A statement from his family, posted on X, formerly Twitter, said Pilger died on Saturday in London.

“His journalism and documentaries were celebrated around the world, but to his family he was simply the most amazing and loved dad, grandad and partner,” the statement said.

Pilger, who has been based in Britain since 1962, worked for Britain’s left-leaning Daily Mirror newspaper, broadcaster ITV’s investigative program “World In Action” and for the Reuters news agency.

He won an International Academy of Television Arts and Sciences award for his 1979 film “Year Zero: The Silent Death Of Cambodia,” which revealed the extent of the Khmer Rouge’s atrocities. He followed that with a 1990 documentary titled “Cambodia: The Betrayal,” which examined international complicity in the Khmer Rouge remaining a threat.

He also won acclaim for a 1974 documentary looking into the campaign for compensation for children after concerns were raised about birth defects when expectant mothers took the drug Thalidomide.

Pilger was known for his opposition to American and British foreign policy, and he was also highly critical of Australia’s treatment of its Indigenous population.

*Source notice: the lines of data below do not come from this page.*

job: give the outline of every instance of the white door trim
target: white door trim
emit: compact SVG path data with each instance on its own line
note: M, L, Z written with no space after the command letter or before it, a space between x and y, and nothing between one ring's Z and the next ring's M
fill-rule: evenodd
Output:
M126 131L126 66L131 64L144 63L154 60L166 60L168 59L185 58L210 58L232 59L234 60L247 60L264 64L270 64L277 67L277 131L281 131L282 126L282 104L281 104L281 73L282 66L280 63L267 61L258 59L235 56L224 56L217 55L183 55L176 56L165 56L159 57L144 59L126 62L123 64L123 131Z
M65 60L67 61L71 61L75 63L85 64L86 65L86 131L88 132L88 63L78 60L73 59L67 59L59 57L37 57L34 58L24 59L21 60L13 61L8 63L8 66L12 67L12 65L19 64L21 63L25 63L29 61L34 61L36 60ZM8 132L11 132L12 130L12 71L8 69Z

In more recent years, he campaigned for the release of WikiLeaks founder Julian Assange, who has fought a lengthy battle against extradition to the United States.

Kevin Lygo, managing director of media and entertainment at ITV, described Pilger as “a giant of campaigning journalism” who offered viewers a level of analysis and opinion that was rare in mainstream television.

“He had a clear, distinctive editorial voice which he used to great effect throughout his distinguished filmmaking career. His documentaries were engaging, challenging and always very watchable,” Lygo said.

“He eschewed comfortable consensus and instead offered a radical, alternative approach on current affairs and a platform for dissenting voices over 50 years,” he added.